# Kekai's FREE SM giveaway!!!



## Kekai (Jan 12, 2005)

I will give away a free SM. Heres the rules. 

1. I want people to recruit and the person who gets the most people to come to the Suns board and post there by the end of the NBA season and stay active will get a SM from me.

2. No making seperate accounts for yourself, as I can see your IP adress.

3. The person you recruit must PM me so I know you, and that person must have at least 5 posts a day in the Suns board.

4. Anyone is eligible that is NOT a Supporting Member from ANY team. If you like a different team, but have friends that are Suns fans, send them here! Post here if interested!


----------



## Dissonance (Jul 21, 2004)

I'll make an attempt to get people to come here. Prolly won't find many but worth a try.


----------



## Kekai (Jan 12, 2005)

dissonance19 said:


> I'll make an attempt to get people to come here. Prolly won't find many but worth a try.


Yup man. Good luck. Look at it this way, if you are the only one that wants to do this and only get one person here to be active, I'll give away the SM to you. Hah.


----------



## DaUnbreakableKinG (Jun 28, 2003)

Great job Kekai. :greatjob:


----------



## BG7 (Jun 25, 2003)

Kekai, give me a week and I'll get your forum booming with bussiness.


----------



## BG7 (Jun 25, 2003)

I also recruit myself and my nearly 10,000 posts.


----------



## Kekai (Jan 12, 2005)

sloth said:


> I also recruit myself and my nearly 10,000 posts.


No. You don't count you babyblueslugga. You can post here a lot if you want, but I'll only give it to you if you recruit more Suns posters.


----------



## Dissonance (Jul 21, 2004)

Seriously, though. Someone needs to update some of the avatar logos especially this one. Our logo is no longer this box,even tho ESPN/TNT still use it sometimes. But it's the firebird on the ball with PHX on it. We need a change! :biggrin:


----------



## Kekai (Jan 12, 2005)

dissonance19 said:


> Seriously, though. Someone needs to update some of the avatar logos especially this one. Our logo is no longer this box,even tho ESPN/TNT still use it sometimes. But it's the firebird on the ball with PHX on it. We need a change! :biggrin:


I hear ya. Go out and get some people!!! haha


----------



## Dissonance (Jul 21, 2004)

Kekai23 said:


> I hear ya. Go out and get some people!!! haha



lol, I might as well just pay 10 bucks for SM. People prolly won't care. But I at least got one to come. More than anyone else can say so far. Who knows, maybe more, especially if you see new posters here. Prolly got it from LJ.


----------



## BG7 (Jun 25, 2003)

dissonance19 said:


> lol, I might as well just pay 10 bucks for SM. People prolly won't care. But I at least got one to come. More than anyone else can say so far. Who knows, maybe more, especially if you see new posters here. Prolly got it from LJ.
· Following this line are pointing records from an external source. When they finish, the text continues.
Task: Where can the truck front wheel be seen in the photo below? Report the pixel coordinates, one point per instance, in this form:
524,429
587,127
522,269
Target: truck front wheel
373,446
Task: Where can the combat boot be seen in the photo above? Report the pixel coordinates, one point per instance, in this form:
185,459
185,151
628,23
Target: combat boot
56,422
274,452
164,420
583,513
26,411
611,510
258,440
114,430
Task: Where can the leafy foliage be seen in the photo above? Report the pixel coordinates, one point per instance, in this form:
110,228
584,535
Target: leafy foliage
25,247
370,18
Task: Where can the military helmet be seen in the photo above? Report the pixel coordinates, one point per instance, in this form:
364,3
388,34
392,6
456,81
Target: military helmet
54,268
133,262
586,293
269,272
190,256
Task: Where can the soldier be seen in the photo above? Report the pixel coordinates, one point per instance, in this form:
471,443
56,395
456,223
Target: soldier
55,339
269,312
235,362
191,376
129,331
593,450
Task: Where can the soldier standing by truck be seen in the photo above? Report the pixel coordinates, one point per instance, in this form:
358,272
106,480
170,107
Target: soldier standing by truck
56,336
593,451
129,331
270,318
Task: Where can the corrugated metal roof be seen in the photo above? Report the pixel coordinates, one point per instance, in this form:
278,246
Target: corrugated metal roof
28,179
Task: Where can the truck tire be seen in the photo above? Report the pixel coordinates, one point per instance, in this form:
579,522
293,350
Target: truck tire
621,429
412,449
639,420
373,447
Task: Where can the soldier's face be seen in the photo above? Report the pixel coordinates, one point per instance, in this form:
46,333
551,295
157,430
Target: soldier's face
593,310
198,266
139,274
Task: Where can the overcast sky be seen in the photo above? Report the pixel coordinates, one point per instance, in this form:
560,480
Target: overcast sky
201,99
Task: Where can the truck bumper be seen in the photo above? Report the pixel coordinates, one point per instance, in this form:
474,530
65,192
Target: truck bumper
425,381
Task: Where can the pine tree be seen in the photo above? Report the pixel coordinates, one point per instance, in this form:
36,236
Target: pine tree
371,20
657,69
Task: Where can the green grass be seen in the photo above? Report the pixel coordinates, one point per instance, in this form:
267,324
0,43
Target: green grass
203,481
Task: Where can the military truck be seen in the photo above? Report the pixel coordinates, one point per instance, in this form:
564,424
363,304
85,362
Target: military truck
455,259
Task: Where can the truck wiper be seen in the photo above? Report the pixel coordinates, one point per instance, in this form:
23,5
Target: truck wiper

We will never know how many people I recruited here. I spammed the heck out of other Phoenix Suns message boards and chat rooms, and sent emails from the yahoo directory telling people to join.


----------



## Kekai (Jan 12, 2005)

sloth said:


> We will never know how many people I recruited here. I spammed the heck out of other Phoenix Suns message boards and chat rooms, and sent emails from the yahoo directory telling people to join.


OH really? Where are they?


----------



## BG7 (Jun 25, 2003)

Kekai23 said:


> OH really? Where are they?


Complaining about me spamming their boards :laugh:


----------



## Kekai (Jan 12, 2005)

Only one person has contacted me about this. Nothing is happening. A bad idea I think. 2 more days and this goes.


----------



## Dissonance (Jul 21, 2004)

Kekai23 said:


> Only one person has contacted me about this. Nothing is happening. A bad idea I think. 2 more days and this goes.


So, that does mean I win? Since I got 2 actually, the one Suns fan, and my laker fan friend months ago. :biggrin:


----------



## Kekai (Jan 12, 2005)

dissonance19 said:


> So, that does mean I win? Since I got 2 actually, the one Suns fan, and my laker fan friend months ago. :biggrin:


Dunno. Haven't seen the guy here?


----------



## Dissonance (Jul 21, 2004)

Kekai23 said:


> Dunno. Haven't seen the guy here?


I sent you that PM last week with a link to where I posted the link on a suns community livejournal. His name is sunsaz. He's been posting here.


----------



## Kekai (Jan 12, 2005)

dissonance19 said:


> I sent you that PM last week with a link to where I posted the link on a suns community livejournal. His name is sunsaz. He's been posting here.


Cool. Hope to see him around more. Got a lil bit left guys. Lets go.


----------



## TheAnswer[3] (Apr 17, 2005)

Blazer Freak, ( my brother) got me to come here. So you should see me here sometimes.


----------